Он с гордостью окидывал меня взглядом, и я понимала: дед защитит. Сделает всё, чтобы выгородить, обмануть бдительное материнское око. Вот как сейчас.
– Папа, ну что же вы, – хлопотала вокруг него мать. – Вы лекарство выпили? Нет? Я сейчас принесу.
Пока дед изображает страждущего и вокруг него образовывается кутерьма из трёх человек: бегает мать, хлопочет Гала, и даже отец выныривает из своего мира и с тревогой смотрит на деда, – Сашка, поймав наконец мой взгляд, делает знак головой. Надо выйти. Придётся объясняться. На душе становится тяжело.
У нас большая и красивая прихожая. Почти комната. И она, к счастью, далеко от столовой.
– Ты мог бы предупредить, что придёшь, – обвиняю я Ландау, как только мы оказываемся наедине и вдалеке от всех.
Это нападение. Лучший способ защиты. И я понимаю, что поступаю некрасиво. Но мне сейчас не до этикета и прочих заморочек. Сыта по горло. Родной дом слишком плохо на меня влияет.
Я не обескураживаю Сашку резкостью, что на грани грубости. Он смотрит на меня участливо и терпеливо. Глаза у него добрые. И мне становится почти стыдно.
– Прости, – произносит он так, словно нет ничего естественнее, чем извиниться перед девушкой, которая только что поступила по-хамски. – Я звонил, но ты, вероятно, не слышала.

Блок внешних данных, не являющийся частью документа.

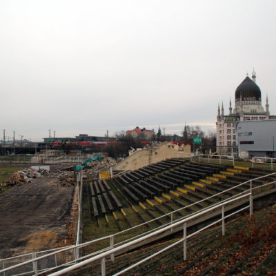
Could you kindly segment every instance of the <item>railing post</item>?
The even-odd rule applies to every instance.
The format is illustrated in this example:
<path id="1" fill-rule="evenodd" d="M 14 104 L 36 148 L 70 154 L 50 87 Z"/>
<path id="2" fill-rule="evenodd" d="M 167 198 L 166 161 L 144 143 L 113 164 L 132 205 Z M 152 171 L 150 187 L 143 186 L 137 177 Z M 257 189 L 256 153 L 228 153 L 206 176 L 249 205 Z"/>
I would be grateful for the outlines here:
<path id="1" fill-rule="evenodd" d="M 106 258 L 103 258 L 101 260 L 101 275 L 106 276 Z"/>
<path id="2" fill-rule="evenodd" d="M 183 241 L 183 255 L 184 259 L 186 261 L 187 259 L 187 223 L 184 222 L 183 227 L 183 237 L 184 240 Z"/>
<path id="3" fill-rule="evenodd" d="M 170 225 L 172 224 L 172 221 L 173 221 L 173 217 L 172 217 L 172 216 L 173 216 L 173 213 L 172 213 L 170 214 Z M 170 228 L 170 232 L 172 232 L 172 227 Z"/>
<path id="4" fill-rule="evenodd" d="M 3 269 L 5 269 L 5 261 L 3 261 Z M 3 272 L 3 276 L 6 276 L 6 271 Z"/>
<path id="5" fill-rule="evenodd" d="M 225 235 L 225 219 L 224 219 L 224 205 L 221 207 L 221 221 L 222 221 L 222 235 Z"/>
<path id="6" fill-rule="evenodd" d="M 252 180 L 250 181 L 250 195 L 249 196 L 249 214 L 252 217 L 253 215 L 253 197 L 252 195 Z"/>
<path id="7" fill-rule="evenodd" d="M 35 259 L 36 254 L 32 253 L 32 259 Z M 34 275 L 38 275 L 37 274 L 37 261 L 32 262 L 32 270 L 34 271 Z"/>
<path id="8" fill-rule="evenodd" d="M 114 248 L 114 236 L 110 237 L 110 248 Z M 114 262 L 114 253 L 110 255 L 111 261 Z"/>

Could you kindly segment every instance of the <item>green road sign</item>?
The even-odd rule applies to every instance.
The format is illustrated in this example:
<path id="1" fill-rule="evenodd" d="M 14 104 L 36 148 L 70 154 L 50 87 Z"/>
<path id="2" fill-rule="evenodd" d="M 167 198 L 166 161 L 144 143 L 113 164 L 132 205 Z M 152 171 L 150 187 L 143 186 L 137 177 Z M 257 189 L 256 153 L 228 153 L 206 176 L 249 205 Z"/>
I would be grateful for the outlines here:
<path id="1" fill-rule="evenodd" d="M 194 137 L 194 144 L 201 144 L 202 143 L 202 137 Z"/>

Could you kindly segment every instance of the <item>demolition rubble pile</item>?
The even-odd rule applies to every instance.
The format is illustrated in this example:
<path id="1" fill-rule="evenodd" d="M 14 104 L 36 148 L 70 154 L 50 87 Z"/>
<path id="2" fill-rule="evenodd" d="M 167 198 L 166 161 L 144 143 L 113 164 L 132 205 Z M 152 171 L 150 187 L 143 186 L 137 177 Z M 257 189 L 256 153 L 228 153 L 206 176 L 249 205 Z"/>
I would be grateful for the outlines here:
<path id="1" fill-rule="evenodd" d="M 22 170 L 18 170 L 12 172 L 10 179 L 2 184 L 4 186 L 12 186 L 17 185 L 23 185 L 30 182 L 32 178 L 40 177 L 41 174 L 37 170 L 28 168 Z"/>
<path id="2" fill-rule="evenodd" d="M 83 180 L 91 178 L 98 178 L 99 172 L 101 171 L 109 170 L 110 167 L 117 164 L 116 160 L 112 158 L 105 158 L 99 162 L 98 161 L 92 161 L 87 164 L 82 172 L 83 173 Z M 28 168 L 13 172 L 9 180 L 1 184 L 5 186 L 13 186 L 23 185 L 30 182 L 32 179 L 48 177 L 57 179 L 52 183 L 61 186 L 70 186 L 75 184 L 75 166 L 59 168 L 55 172 L 49 172 L 48 170 L 40 169 L 36 170 L 32 168 Z"/>
<path id="3" fill-rule="evenodd" d="M 98 161 L 90 162 L 83 170 L 83 179 L 88 178 L 97 178 L 99 177 L 99 172 L 110 170 L 110 168 L 117 165 L 117 161 L 110 157 L 105 158 L 101 162 Z"/>

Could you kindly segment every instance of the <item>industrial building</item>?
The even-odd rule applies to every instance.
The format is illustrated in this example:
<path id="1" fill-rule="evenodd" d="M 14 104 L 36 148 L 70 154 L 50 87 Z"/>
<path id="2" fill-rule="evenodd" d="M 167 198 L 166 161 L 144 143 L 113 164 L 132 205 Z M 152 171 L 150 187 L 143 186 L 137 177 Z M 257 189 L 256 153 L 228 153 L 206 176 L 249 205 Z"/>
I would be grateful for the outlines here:
<path id="1" fill-rule="evenodd" d="M 239 121 L 236 135 L 239 157 L 276 157 L 276 119 Z"/>

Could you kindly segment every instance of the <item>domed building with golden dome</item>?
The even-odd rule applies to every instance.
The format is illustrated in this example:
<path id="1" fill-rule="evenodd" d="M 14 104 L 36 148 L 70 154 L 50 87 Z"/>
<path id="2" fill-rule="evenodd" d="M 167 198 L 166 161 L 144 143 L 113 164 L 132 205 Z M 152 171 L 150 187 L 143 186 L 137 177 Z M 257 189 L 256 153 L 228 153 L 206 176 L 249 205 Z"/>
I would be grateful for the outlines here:
<path id="1" fill-rule="evenodd" d="M 262 106 L 262 93 L 256 84 L 256 72 L 252 72 L 252 79 L 248 74 L 237 88 L 235 108 L 232 110 L 229 103 L 229 114 L 224 115 L 224 104 L 219 104 L 217 116 L 217 151 L 221 155 L 237 154 L 236 125 L 239 121 L 253 121 L 270 119 L 266 96 L 266 109 Z"/>

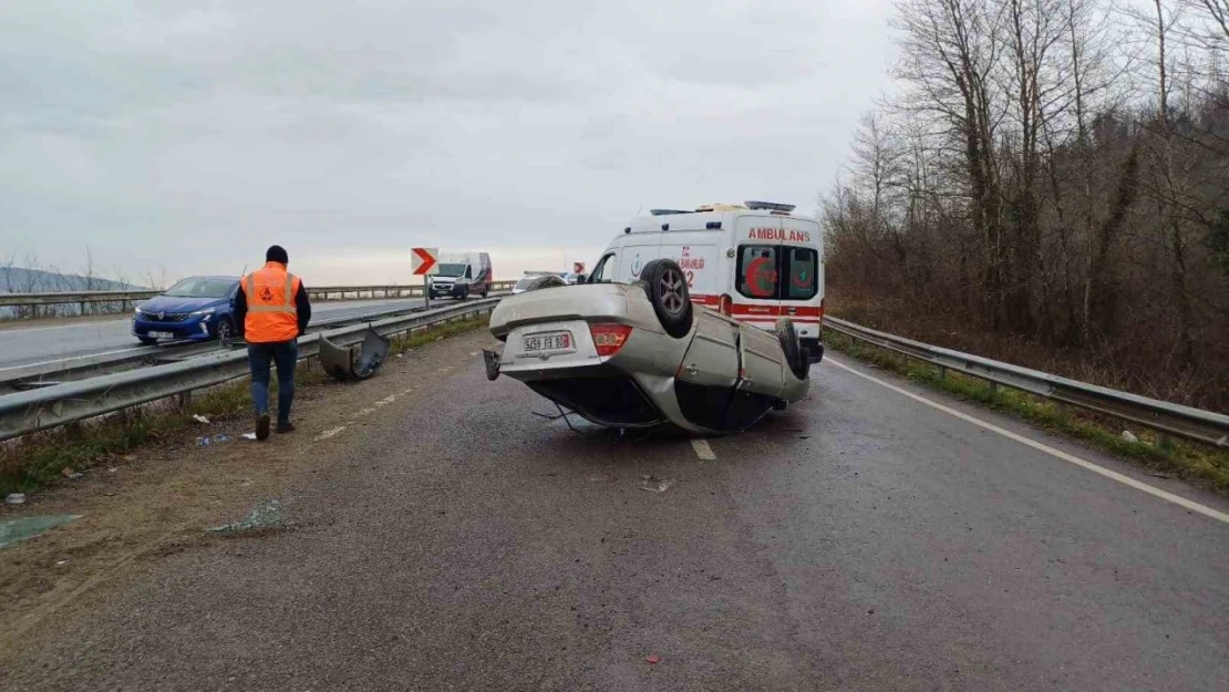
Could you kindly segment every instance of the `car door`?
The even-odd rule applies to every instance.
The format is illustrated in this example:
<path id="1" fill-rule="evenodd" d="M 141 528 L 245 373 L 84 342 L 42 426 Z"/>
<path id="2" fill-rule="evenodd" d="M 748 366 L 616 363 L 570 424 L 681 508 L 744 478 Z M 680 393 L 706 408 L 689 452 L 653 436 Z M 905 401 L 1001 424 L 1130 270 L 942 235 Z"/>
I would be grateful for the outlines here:
<path id="1" fill-rule="evenodd" d="M 678 365 L 675 395 L 687 420 L 726 430 L 726 413 L 739 383 L 739 326 L 709 310 L 696 310 L 696 328 Z"/>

Он чуть сильнее растягивает слова, пытаясь скрыть заикание. Мой чуткий музыкальный слух ловит эти затянутости. Но Александр сейчас неплохо собой владеет. Когда он просил поцелуя, волновался куда больше.
– Не слышала, – досадливо встряхиваю головой и отвожу взгляд, не желая сейчас встречаться с Ландау глазами. Ну его. Святой. Терпеливый. Я и злюсь, и стыжусь. Теперь уже по-настоящему.
– Таня, – произносит он таким тоном, что я вздрагиваю. А потом ещё раз, когда он берёт меня за руку. Моя ладонь тонет в его, большой и тёплой.
Я вдруг пугаюсь, как лисица, попавшая в капкан. Не сбежать. Разве что лапу перегрызть. От испуга я решаю, что он сейчас сделает дурость. Встанет на колено. Позовёт меня замуж. Я не готова! Не хочу! Я не знаю, что ему ответить! Тем более сейчас, когда… всё зависло в неопределённости.
– Посмотри на меня, Таня, – пальцы другой его руки касаются моего подбородка. Деликатно, но твёрдо. И я поднимаю глаза.
Ладно. Из полымя да в прорубь. Не пропаду. Не прожить мне страусом, что головой уткнулся в песок. Я чайка. Мне нужен ветер, чистое небо и свобода. И он откуда-то это знает.
– Я п-пришёл сказать, что поддержу тебя. Если тебе нужна моя помощь, я готов.
Я таращусь на Ландау так, будто у него три носа выросло вместо одного. Вообще не ожидала подобных слов.
– То есть, ты о чём? – бормочу, пытаясь правильно уложить его слова в голове.
– Я не слепой и не глухонемой, Таня, – голос у Сашки негромкий, но твёрдый.
Он, наверное, весь такой: на вид тюфячок заикающийся, а ткни его – и палец сломаешь. Не зря о нём говорят, как о восходящей звезде на поприще юриспруденции. Сейчас я в это уверовала.
– Я слышал, о чём вчера кричала Виолетта. А ещё я знаю о твоём прошлом.
– Наводил справки? Собирал досье? – вскинулась я. Мне жизненно необходимо было нужно зацепиться хоть за что-то, а не падать в бездонную пропасть. Король и моё прошлое – это не то, о чём бы я хотела разговаривать с Сашей Ландау. Но именно в эту минуту у меня не было выбора.
– Таня, – сокрушённо выдохнул мой полужених. – Не делай из меня монстра.
Он больше не смотрит на меня. Взгляд – куда-то в пространство. Ему так легче говорить. Не видеть моё злое лицо. Да и сама я взвинчена до предела. Возвращением Лео, ночным разговором. Тем, что прошлое вынырнуло из далёких глубин и снова пытается поглотить, сожрать мой покой и уверенность в себе.